Elixir
Switch branches/tags
Nothing to show
Clone or download

README.md

Breaker

Hex.pm Build Status Coverage Status Inline docs Ebert

A Circuit Breaker in Elixir for making async HTTP(S) requests to external resources. Uses HTTPotion to make requests.

The following README documentation is for the master branch. Maybe you're looking for the 1.0.0 docs?

Installation

Add this project as a dependency in your mix.exs file:

defp deps do
  [
    {:breaker, "~> 1.0.0"}
  ]
end

And then run:

$ mix deps.get

Simple Usage

To create a circuit breaker for an external resource, do something like the following:

{:ok, user_service} = Breaker.start_link([url: "http://example.com/users/"])

Then, you can use it and Breaker to make HTTP calls:

GET example

You can make a request for some data you know you'll need later:

# Makes a GET request to "http://example.com/users/42"
user_request = Breaker.get(user_service, "/42")

# do some other things, then later, when you need it

user = Task.await(user_request)

POST example

Say you need to create a new user and ensure the response from the other service was good.
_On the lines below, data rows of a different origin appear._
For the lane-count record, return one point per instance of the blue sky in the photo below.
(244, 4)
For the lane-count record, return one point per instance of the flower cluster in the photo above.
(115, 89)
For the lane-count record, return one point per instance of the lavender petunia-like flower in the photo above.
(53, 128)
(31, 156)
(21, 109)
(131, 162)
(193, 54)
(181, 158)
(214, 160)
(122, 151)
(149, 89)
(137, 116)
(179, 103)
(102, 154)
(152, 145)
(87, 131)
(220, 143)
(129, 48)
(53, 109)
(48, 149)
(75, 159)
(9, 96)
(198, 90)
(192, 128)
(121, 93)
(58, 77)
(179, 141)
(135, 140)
body = build_new_user_body(new_user)
request = Breaker.post(user_service, "/", [body: body])

# do some other things,

# then ensure you got a good response from your request,
# otherwise put it in Redis or something for later
response = Task.await(request)
cond do
  Breaker.error?(response) ->
    # put this request in Redis for later
  # other possible responses, like 403 or 422
  response.status_code == 200 ->
    # yay, continue
end

Other HTTP Methods

Breaker has a function for each of the HTTP methods: GET, POST, PUT, PATCH, HEAD, DELETE, and OPTIONS.
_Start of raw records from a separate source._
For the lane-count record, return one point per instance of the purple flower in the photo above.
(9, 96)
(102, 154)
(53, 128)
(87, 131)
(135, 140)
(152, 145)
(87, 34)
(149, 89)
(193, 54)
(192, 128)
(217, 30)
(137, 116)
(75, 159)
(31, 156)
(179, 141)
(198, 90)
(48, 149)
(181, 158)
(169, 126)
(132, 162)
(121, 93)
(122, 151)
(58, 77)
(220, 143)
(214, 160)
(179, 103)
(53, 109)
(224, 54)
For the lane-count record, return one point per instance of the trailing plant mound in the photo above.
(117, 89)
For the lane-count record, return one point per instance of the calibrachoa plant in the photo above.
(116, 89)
They follow the same easy convention as HTTPotion: Breaker.get/3, Breaker.put/3, etc.

Naming your Breaker

Breaker.start_link can accept an extra parameter and will pass it directly to GenServer as a name to register the process.

Breaker.start_link([url: "http://example.com/users/"], :user_service)
# Now you can just use the registered name
user_request = Breaker.get(:user_service, "/42")

This makes it easier to use application-wide breakers and supervision trees.

Other Helpful Functions

  • Breaker.open?/1 takes a breaker and returns a boolean, asking if it is open (won't allow network flow)
  • Breaker.error?/1 takes a response and returns a boolean, asking if the response was some sort of error (Status Code of 500, timeout, Breaker.OpenCircuitError)
  • Breaker.trip/1 sets the breaker's status to open, disallowing network flow.
  • Breaker.reset/1 sets the breaker's status to closed, allowing network flow.

You probably don't want to make use of Breaker.trip/1 and Breaker.reset/1 because the breaker's status will be recalculated after a request and override what you've manually set.

Configuration

You can configure your new breaker with a few different options. The following options affect each request made:

  • url: Required, the base URL for your external serivce, like "http://your-domain.com/users/" for your user service, or "http://users.your-domain.com/"
  • headers: Any headers (like in HTTPotion) that should be included in EVERY request made by the circuit breaker. This could be something like an authentication token or a service identifier for logs. The default is [].
  • timeout: The number of milliseconds before giving up on a request. This is passed to HTTPotion and has a default of 3000, or 3 seconds.

The following options affect how the breaker's status is calculated:

  • error_threshold: The percent (as a float) of requests that are allowed to be bad (bad = 500 or timeout). The default is 0.05 or 5%. Once this threshold is passed, the breaker trips and more requests will return %Breaker.OpenCircuitError{} responses.
  • bucket_length: The breaker uses multiple buckets in a health window to determine the error_rate. This setting specifies, in milliseconds, how long a bucket should be. The default is 1000 or 1 second.
  • window_length: The length (in buckets) of the health window. This number, multiplied by bucket_length is the total number of milliseconds used to calculate health. The default is 10.

Understanding 'buckets' and 'windows'

The breaker uses multiple 'buckets' in a 'window' to determine health and roll out old requests. Buckets are measured in time (milliseconds) and windows are measured in buckets. This means that using the defaults, health is calculated based on responses received in the last 10 seconds of operation. I highly encourage you to play with these settings to accomodate your individual traffic.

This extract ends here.